Since Task is a state machine, there must be a way to cancel the task while task is in running.

static CancellationTokenSource tokenSource = new CancellationTokenSource();
public static void Main(string[] args){
    TaskTest();
    System.Console.WriteLine("main thread is not blocked");
    var input=Console.ReadLine();
    if(input=="stop"){
          tokenSource.Cancel();
          System.Console.WriteLine("task stopped");
     }
     Console.ReadLine();
}
private static async void TaskTest(){
     try{
          await Task.Delay(5000,tokenSource.Token);
     }catch(TaskCanceledException e){
          //cancel task will throw out a exception, just catch it, do nothing.
     }
     System.Console.WriteLine("task done");
}

Now, when the program is in running, you can input "stop" to cancel the Delay task.

0
14

Your tasks never finish because they never start running.

I would Task.Factory.StartNew to create a task and start it.

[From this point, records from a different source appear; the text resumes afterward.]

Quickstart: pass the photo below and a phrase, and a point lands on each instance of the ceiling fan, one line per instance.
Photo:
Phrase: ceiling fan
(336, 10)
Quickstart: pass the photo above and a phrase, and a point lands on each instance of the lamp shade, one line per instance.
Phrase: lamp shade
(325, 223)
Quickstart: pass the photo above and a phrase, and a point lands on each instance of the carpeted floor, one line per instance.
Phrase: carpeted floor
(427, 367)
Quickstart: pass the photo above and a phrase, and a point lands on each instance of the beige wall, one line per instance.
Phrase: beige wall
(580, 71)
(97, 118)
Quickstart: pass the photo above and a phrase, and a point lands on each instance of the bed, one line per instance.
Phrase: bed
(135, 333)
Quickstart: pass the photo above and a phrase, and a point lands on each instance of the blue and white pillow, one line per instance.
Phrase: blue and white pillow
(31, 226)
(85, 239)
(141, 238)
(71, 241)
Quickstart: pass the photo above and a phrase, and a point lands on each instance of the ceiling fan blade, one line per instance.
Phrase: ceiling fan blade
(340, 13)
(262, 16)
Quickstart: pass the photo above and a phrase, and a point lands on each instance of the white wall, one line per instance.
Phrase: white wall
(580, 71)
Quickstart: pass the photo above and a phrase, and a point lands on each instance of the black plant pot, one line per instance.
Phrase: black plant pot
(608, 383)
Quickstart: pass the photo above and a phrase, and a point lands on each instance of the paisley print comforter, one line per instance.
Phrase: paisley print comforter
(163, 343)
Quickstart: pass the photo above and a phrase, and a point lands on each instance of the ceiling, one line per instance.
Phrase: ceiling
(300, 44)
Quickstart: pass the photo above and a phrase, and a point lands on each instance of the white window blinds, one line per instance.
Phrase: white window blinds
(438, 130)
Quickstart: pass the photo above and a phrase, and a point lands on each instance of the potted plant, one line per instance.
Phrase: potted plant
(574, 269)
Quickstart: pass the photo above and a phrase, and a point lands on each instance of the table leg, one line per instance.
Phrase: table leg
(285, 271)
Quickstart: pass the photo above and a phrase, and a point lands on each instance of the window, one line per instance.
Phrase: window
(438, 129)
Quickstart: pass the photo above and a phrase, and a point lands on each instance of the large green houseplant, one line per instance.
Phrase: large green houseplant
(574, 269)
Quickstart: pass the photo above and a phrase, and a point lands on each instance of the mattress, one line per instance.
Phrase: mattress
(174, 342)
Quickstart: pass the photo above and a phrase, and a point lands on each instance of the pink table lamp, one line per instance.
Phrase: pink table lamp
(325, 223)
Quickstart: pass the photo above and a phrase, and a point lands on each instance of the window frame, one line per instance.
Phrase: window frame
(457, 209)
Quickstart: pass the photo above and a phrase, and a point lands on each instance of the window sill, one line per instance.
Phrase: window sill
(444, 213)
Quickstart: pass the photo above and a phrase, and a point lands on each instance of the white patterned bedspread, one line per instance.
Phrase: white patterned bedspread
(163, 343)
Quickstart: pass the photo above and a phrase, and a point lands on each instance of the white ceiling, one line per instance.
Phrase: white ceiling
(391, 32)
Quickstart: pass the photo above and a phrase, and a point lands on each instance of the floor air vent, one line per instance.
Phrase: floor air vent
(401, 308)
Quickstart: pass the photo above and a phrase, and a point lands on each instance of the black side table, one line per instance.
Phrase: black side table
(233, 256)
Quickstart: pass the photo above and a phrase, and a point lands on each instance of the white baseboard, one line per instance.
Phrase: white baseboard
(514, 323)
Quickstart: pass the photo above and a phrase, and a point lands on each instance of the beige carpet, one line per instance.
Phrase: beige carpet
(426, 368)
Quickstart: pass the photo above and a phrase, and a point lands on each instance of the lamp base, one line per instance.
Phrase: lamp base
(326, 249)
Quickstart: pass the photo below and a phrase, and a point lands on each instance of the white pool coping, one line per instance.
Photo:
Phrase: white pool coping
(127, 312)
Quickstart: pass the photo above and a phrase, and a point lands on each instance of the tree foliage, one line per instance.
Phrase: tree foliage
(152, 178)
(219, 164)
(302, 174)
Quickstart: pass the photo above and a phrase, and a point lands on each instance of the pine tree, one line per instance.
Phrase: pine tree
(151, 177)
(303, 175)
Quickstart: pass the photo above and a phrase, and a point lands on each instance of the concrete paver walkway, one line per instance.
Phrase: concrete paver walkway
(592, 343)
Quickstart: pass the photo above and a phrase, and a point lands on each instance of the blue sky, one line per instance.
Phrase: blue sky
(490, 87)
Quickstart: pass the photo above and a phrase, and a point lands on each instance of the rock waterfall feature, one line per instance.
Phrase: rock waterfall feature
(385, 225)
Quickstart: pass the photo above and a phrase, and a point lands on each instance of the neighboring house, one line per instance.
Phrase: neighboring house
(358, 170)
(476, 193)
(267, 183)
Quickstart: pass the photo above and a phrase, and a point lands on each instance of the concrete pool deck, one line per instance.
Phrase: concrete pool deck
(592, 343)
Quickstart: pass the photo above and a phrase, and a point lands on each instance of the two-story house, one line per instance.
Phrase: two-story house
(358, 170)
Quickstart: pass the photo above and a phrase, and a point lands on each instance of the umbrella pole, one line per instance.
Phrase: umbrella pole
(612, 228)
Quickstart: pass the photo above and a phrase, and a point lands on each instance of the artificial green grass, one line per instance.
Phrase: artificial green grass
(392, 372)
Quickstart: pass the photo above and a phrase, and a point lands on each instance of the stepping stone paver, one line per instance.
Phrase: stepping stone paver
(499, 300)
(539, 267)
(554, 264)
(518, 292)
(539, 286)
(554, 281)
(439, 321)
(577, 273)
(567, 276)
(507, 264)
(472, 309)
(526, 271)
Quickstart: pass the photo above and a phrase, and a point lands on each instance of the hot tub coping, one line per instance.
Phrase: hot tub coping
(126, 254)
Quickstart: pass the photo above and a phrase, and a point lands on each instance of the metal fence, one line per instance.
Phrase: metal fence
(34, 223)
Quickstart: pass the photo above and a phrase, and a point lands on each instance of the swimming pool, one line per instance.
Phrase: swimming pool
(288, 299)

public static async Task Task1()
{
  await Task.Factory.StartNew(() => Thread.Sleep(TimeSpan.FromSeconds(5)));
  Debug.WriteLine("Finished Task1");
}

public static async Task Task2()
{
  await Task.Factory.StartNew(() => Thread.Sleep(TimeSpan.FromSeconds(10)));
  Debug.WriteLine("Finished Task2");
}

As a side note, if you're really just trying to pause in a async method, there's no need to block an entire thread, just use Task.Delay

public static async Task Task1()
{
  await Task.Delay(TimeSpan.FromSeconds(5));
  Debug.WriteLine("Finished Task1");
}

public static async Task Task2()
{
  await Task.Delay(TimeSpan.FromSeconds(10));
  Debug.WriteLine("Finished Task2");
}
3
  • 1
    Why create new tasks at all? Commented Jan 6, 2013 at 0:23
  • 1
    @DavidHeffernan hadn't gotten a chance to add that to my answer yet, but I assumed that Alex perhaps has something more complicated in mind.
    – MerickOWA
    Commented Jan 6, 2013 at 0:24
  • @MerickOWA Yes, you're right, I did have something more complicated in mind. I wanted to simulate threads that block on IO and take a long time, and aren't purely CPU bound. Commented Jan 6, 2013 at 1:37
9

Async and await are markers which mark code positions from where control should resume after a task (thread) completes. Here's a detail youtube video which explains the concept in a demonstrative manner http://www.youtube.com/watch?v=V2sMXJnDEjM

If you want you can also read this coodeproject article which explains the same in a more visual manner. http://www.codeproject.com/Articles/599756/Five-Great-NET-Framework-4-5-Features#Feature1:-“Async”and“Await”(Codemarkers)

1
static void Main(string[] args)
{
    if (Thread.CurrentThread.Name == null)
        Thread.CurrentThread.Name = "Main";
    Console.WriteLine(Thread.CurrentThread.Name + "1");

    TaskTest();

    Console.WriteLine(Thread.CurrentThread.Name + "2");
    Console.ReadLine();
}


private async static void TaskTest()
{
    Console.WriteLine(Thread.CurrentThread.Name + "3");

    await Task.Delay(2000);
    if (Thread.CurrentThread.Name == null)
        Thread.CurrentThread.Name = "FirstTask";
    Console.WriteLine(Thread.CurrentThread.Name + "4");

    await Task.Delay(2000);
    if (Thread.CurrentThread.Name == null)
        Thread.CurrentThread.Name = "SecondTask";
    Console.WriteLine(Thread.CurrentThread.Name + "5");
}

If you run this program you will see that await will use different thread. Output:

Main1
Main3
Main2
FirstTask4 // 2 seconds delay
SecondTask5 // 4 seconds delay

But if we remove both await keywords, you will learn that async alone doesn't do much. Output:

Main1
Main3
Main4
Main5
Main2
2
  • "await will start new thread": How do you know that the thread is new, and it was just started? It may be a reusable ThreadPool thread, that was started a long time ago. You can query the Thread.IsThreadPoolThread property to find out. Commented Aug 4, 2021 at 1:25
  • 1
    @TheodorZoulias I meant to say "use different thread", but yes, I didn't test if it's new thread or reused thread from pool, so I don't know if it's new or old. I edited my post to "use different thread".